低く雲が立ち込める香港からの離陸直後。雨が降った後は空気が綺麗になって、このように雲の隙間からクリアに地表が見えます。

 管制指示により低高度で何度も高度を抑えられながら、巡航高度まで上昇していきます。混雑空港周辺はこういった運用が多く、雷雲の回避とともに他機への配慮(TCAS=衝突防止警報を鳴らさない)も欠かせないフェーズで、パイロットのワークロードが特に高くなる時間なんです。

 2万フィートを超えるころ、マイナスGを伴う強い揺れが断続的に入ります。恐らく周辺に散在する雷雲の影響でしょう、真横に雷も見えます。こんな中、777の翼がしなって積極的に揺れを吸収してくれている様子がわかりました。内側のエルロンも小刻みに動かし、何とか激しい雷雲の空域を回避して上昇していきます。しかしやはり古い飛行機ということもあって、エンジンパワーが最新機と比べると劣るのでしょうか、上昇率はあまり良くありません。こういうときはパイロットとしても早く雲の上に出たいと、オートパイロットのモードを駆使して頑張るものなんです。

香港から100海里(約185km)ほど南に出たところで、やっと積乱雲(CB)の空域から脱することができました。

 これは個人的な感想ですが、ボーイング機のほうが揺れはマイルドというか、フワフワした感覚が強いです。エアバス機はどちらかというとダイレクトに揺れが感じられ、私は個人的にボーイング機のほうが好きです。

巡航高度に達した後はスムーズなフライト

 3万4,000フィートで巡航に入り、スムーズになった機内では、早速サービスの準備が始まります。国際線としては比較的短時間のフライトですので、「手際良く食事を配膳しないと」という緊張感が伝わってきます。

機内食はチキンをチョイスしました。

 ちなみにこの日はかなりルートの南側を飛行してあるなぁと思ったら、海南付近にある塔状積雲(TCU)崩れを回避していたようです。その後もルート北側には巡航高度より高く成長したTCUが散在していて、随時避けながらのフライトとなったようです。

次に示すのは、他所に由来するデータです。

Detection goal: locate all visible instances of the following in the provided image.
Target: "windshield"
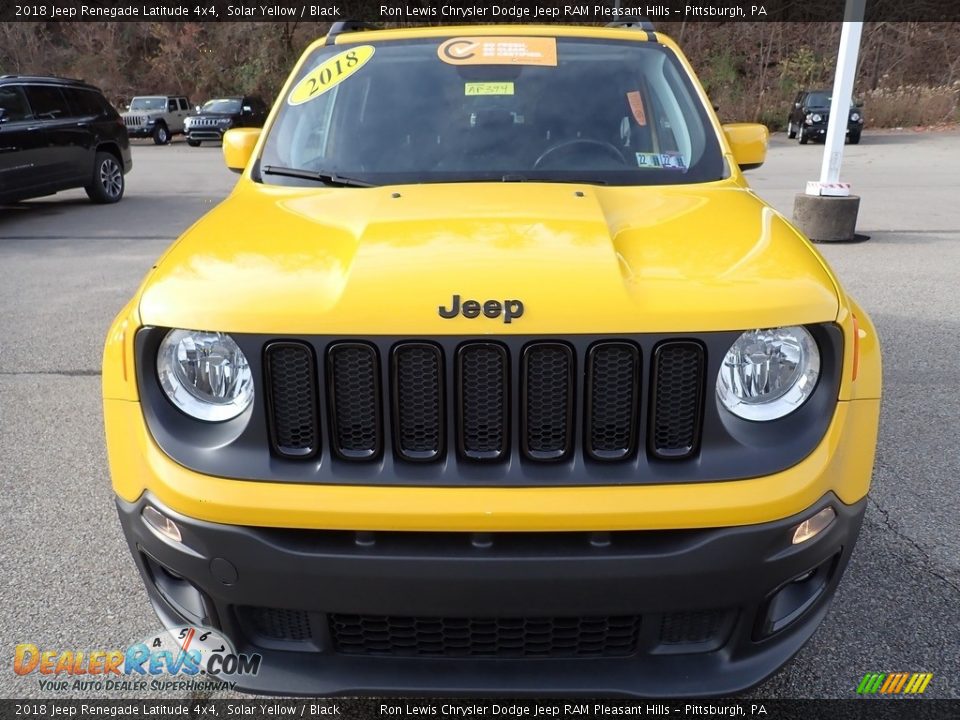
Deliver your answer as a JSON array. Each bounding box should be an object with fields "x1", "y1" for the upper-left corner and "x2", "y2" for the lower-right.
[
  {"x1": 259, "y1": 36, "x2": 725, "y2": 187},
  {"x1": 202, "y1": 98, "x2": 242, "y2": 114},
  {"x1": 806, "y1": 92, "x2": 832, "y2": 107},
  {"x1": 806, "y1": 92, "x2": 861, "y2": 110},
  {"x1": 129, "y1": 97, "x2": 166, "y2": 111}
]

これだけ大きなTCUは非常に大きなエネルギーを持っているため、パイロットは必ず回避します。
通常の飛行ルート(写真左)と、今日のルート(右)を並べてみました。かなり南回りにフライトしていますよね。Courtesy of Flightradar24.com

高度と針路を調整しながら降下、いよいよスワンナプームへ着陸!

 777-300はその後も順調にフライトを続け、ベトナム、ラオスの上空を抜けてタイ空域へと入ります。ちょうど目的地まで120海里(約220km)となったころ、機体は降下を開始しました。降下中は減速を命じられたのか、あるいは降下率の調整か、結構長い時間スピードブレーキを使う場面がありました。スピードブレーキを使うと機体に振動を感じますので、皆さんもすぐ分かるはずです。

夕暮れのバンコクへのアプローチ。遠くに見える積乱雲もこの時ばかりは綺麗に見えます。

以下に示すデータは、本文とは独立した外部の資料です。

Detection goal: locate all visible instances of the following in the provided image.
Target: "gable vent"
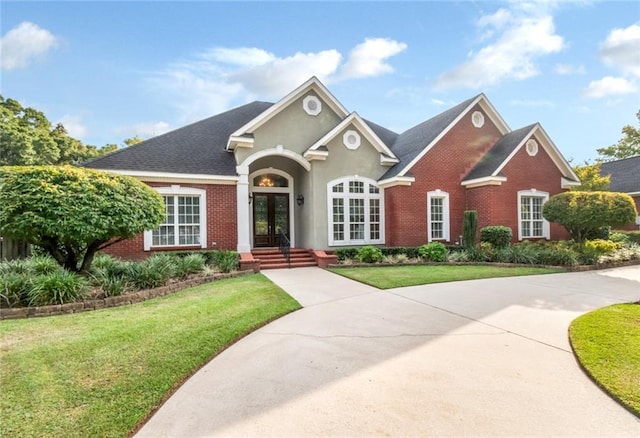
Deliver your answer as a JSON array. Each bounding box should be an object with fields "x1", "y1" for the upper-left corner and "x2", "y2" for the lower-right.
[{"x1": 303, "y1": 95, "x2": 322, "y2": 116}]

 スワンナプーム国際空港も混雑しているのか、また管制からヘディング(針路)を振られている(指示されている)ようです。遅延しているときは、回復しようにもどんどん新たな要因が重なってきてさらに遅れるというのが、我々パイロットの中でよく言われることです。飛行機の旅はどうしても電車のように正確にはいきませんので、乗り継ぎやフライト後の予定までの時間は充分確保していただきたく思います。

スワンナプーム国際空港付近での管制によるベクター(誘導)の様子。一直線に滑走路に正対せず、Uターンを繰り返す飛行をしたことがわかります。Courtesy of Flightradar24.com
着陸態勢に入った飛行機は、1,500フィート以下で若干のラフエア(乱気流)と戦いながら、夜の帳が下りたバンコク・スワンナプーム国際空港RWY19Rに着陸しました。

愛嬌が感じられる機種、777-300

 777-300は確かに古い飛行機ですが、まだまだ現役でフライトできると思わせる安定性と快適性を見せてくれました。最新鋭機と比べても遜色のない乗り心地は、完成された飛行機という印象を改めて受けます。また降りたあとに機体を正面から見ると、最新の機種よりも丸くて愛嬌が感じられ、非常に愛着が持てる機種だなぁと思いました。

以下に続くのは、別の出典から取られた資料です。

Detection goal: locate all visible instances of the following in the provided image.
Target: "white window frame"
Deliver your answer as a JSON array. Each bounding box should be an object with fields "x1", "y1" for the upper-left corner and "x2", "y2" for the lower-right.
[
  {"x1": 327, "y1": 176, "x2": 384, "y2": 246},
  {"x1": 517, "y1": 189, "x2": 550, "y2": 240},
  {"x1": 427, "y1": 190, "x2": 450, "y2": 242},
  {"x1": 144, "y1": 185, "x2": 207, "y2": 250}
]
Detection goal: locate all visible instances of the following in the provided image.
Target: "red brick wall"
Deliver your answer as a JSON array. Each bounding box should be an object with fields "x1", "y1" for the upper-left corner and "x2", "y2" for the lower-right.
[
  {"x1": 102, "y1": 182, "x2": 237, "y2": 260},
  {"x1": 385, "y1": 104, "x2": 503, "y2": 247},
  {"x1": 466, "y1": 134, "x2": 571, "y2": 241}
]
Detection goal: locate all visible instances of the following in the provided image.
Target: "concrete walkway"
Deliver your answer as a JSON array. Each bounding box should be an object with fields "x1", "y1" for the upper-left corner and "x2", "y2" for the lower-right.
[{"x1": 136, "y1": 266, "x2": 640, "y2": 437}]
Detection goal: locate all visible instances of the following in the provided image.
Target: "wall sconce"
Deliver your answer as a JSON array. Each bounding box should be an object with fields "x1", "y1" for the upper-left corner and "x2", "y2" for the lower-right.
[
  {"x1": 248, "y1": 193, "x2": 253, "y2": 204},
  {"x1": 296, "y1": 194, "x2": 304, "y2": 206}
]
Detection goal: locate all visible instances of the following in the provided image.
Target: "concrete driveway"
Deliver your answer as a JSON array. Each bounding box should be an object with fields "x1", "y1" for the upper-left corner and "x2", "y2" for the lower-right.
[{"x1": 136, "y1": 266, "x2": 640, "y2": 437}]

 キャセイパシフィック航空の現役機最大のキャパシティと機動力で、まだしばらくの間、活躍が期待される777-300でした。

現役の機長が1人の乗客として海外エアラインのフライトに搭乗し、パイロットならではの専門的な視点でその模様を紹介する本連載。第2回もキャセイパシフィック航空のフライトだ。前回の連載でたどり着いた香港から乗り継いでバンコクへと向かうが、香港国際空港周辺は雷雲が立ち込めていた。